Virtually every step in the internet's evolution has been unexpected, and every step of the way the companies responsible for its infrastructure have proven their inability to understand the new technologies that're keeping them in business. The first major competitors to AT&T's deep-sea cable monopoly didn't even realize they were building internet infrastructure -- even in the late 90s, they still thought they'd be making most of their money off phone calls. Unbeknownst to them, of course, society had other plans.
So it was then, and so it is now. ISPs are trying to claim control of the internet, essentially claiming that because they own the cables you send data across to access web sites, they should get to decide which sites you go on and how slow those sites will load. That's about as fair as a car dealership trying to say where you can or can't drive -- and remotely disabling your car if you refuse to listen.
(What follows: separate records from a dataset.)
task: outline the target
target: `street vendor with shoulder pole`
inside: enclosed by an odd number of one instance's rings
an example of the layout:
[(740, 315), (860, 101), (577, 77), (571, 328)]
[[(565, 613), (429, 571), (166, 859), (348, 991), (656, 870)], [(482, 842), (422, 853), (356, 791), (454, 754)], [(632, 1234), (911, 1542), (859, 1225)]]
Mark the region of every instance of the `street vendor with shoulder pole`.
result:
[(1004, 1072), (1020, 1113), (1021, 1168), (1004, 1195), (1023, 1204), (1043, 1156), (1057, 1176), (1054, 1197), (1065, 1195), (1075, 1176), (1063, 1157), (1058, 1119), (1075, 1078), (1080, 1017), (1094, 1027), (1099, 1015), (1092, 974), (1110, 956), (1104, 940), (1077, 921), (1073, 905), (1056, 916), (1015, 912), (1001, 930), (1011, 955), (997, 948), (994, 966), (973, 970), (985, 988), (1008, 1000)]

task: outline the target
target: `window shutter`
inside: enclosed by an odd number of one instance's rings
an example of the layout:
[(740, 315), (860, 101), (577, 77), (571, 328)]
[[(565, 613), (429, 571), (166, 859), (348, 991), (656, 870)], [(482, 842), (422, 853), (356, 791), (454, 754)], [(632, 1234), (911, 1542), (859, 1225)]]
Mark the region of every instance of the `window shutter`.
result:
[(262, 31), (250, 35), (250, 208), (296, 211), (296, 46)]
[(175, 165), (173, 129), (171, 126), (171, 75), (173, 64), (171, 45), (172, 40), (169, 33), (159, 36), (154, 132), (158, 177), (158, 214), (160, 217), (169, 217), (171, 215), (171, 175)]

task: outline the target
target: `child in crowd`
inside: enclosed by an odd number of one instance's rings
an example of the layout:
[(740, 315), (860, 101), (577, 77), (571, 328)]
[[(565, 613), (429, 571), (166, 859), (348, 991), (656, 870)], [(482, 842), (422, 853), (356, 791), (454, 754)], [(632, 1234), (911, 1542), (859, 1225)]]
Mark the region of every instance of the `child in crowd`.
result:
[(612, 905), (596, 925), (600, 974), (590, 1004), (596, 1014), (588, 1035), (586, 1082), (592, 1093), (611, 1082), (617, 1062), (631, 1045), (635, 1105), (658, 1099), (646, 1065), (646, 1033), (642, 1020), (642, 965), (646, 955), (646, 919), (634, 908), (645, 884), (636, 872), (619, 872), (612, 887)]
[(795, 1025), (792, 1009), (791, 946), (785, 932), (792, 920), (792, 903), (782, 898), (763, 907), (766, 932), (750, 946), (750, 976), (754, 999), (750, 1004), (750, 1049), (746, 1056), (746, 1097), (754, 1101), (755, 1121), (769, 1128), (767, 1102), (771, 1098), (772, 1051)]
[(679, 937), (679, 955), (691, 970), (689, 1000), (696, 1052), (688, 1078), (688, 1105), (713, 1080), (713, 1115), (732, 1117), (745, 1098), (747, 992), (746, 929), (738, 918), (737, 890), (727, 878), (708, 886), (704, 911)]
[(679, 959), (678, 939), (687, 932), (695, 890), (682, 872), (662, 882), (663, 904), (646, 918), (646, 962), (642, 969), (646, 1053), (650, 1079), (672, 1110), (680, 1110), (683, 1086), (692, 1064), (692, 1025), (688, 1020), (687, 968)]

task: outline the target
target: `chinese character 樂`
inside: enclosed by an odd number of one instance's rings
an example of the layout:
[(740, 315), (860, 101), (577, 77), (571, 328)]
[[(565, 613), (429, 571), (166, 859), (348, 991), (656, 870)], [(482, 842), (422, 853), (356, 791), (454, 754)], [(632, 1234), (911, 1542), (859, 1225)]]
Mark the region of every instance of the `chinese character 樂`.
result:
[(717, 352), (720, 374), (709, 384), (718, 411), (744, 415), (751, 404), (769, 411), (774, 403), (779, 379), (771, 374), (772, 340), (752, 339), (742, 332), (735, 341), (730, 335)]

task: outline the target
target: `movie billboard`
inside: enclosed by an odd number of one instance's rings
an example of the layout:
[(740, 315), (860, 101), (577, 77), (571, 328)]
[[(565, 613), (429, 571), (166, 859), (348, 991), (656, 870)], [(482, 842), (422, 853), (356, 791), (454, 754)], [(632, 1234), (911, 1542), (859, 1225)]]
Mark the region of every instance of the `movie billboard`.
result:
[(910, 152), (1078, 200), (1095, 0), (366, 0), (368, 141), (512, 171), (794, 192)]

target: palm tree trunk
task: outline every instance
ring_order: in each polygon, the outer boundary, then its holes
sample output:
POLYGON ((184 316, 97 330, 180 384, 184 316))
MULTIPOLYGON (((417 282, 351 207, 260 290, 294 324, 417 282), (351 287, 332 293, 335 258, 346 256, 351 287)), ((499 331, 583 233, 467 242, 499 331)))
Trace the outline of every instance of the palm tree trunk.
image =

The response to this move has been fast and clear. The public is virtually unanimous in opposing the loss of net neutrality: calling our elected officials, submitting pro-net-neutralty public comments to the FCC, leveraging analytics to reveal many anti-net-neutrality comments as
faked, raising awareness through social media, writing articles -- an amazing show of effort and unity, and one which will almost certainly be for nothing, because the FCC has been bought.
What comes next? Defense.
There are ways to circumvent this exploitative behavior. Using a VPN, using Tor, or getting your connection from a local ISP that has explicitly committed to respecting your rights -- any of these can help, though none are perfect solutions.
In the end, what this comes down to is a design failure. There is no need for the carrier of network traffic to know what sort of traffic they are carrying, and yet many of the protocols the Internet is built on readily give up this data -- usually because their authors didn't know any better. Not that I'm criticizing them -- after all, even just ten years ago the internet was a very different place.
We don't want to leave those days behind, but it's time to face facts, and the fact is that modern protocols need to be designed with the full awareness that the network is under constant surveillance. This means we need strong encryption, strong authentication wherever possible, and strong resistance to fingerprinting.
After all, they can't selectively throttle your traffic if all your traffic looks the same.
To a passive observer, all Theseus DHT traffic is indistinguishable from random noise. Even message sizes can be made to follow arbitrary patterns or no pattern. All of this makes the protocol very hard to fingerprint. The DHT also offers resistance to man-in-the-middle attacks (assuming a trusted introduction to the network) and offers unparalleled resistance to Sybil attacks. You can read more about that
here.
If other applications adopt the Theseus DHT, then a user's presence in the DHT peer swarm doesn't even reveal that they're using Theseus -- they could be using any of the apps that plug into the DHT.
The network's ability to detect and mitigate Sybil attacks increases as the network itself grows, which is another reason for opening up the Theseus DHT as a stand-alone entity. I want people to use this, because the more people we have using it, the stronger it gets. Everyone wins.
I wish we lived in a world where these sorts of measures were unnecessary. But if they are necessary, then let's make them good as fuck.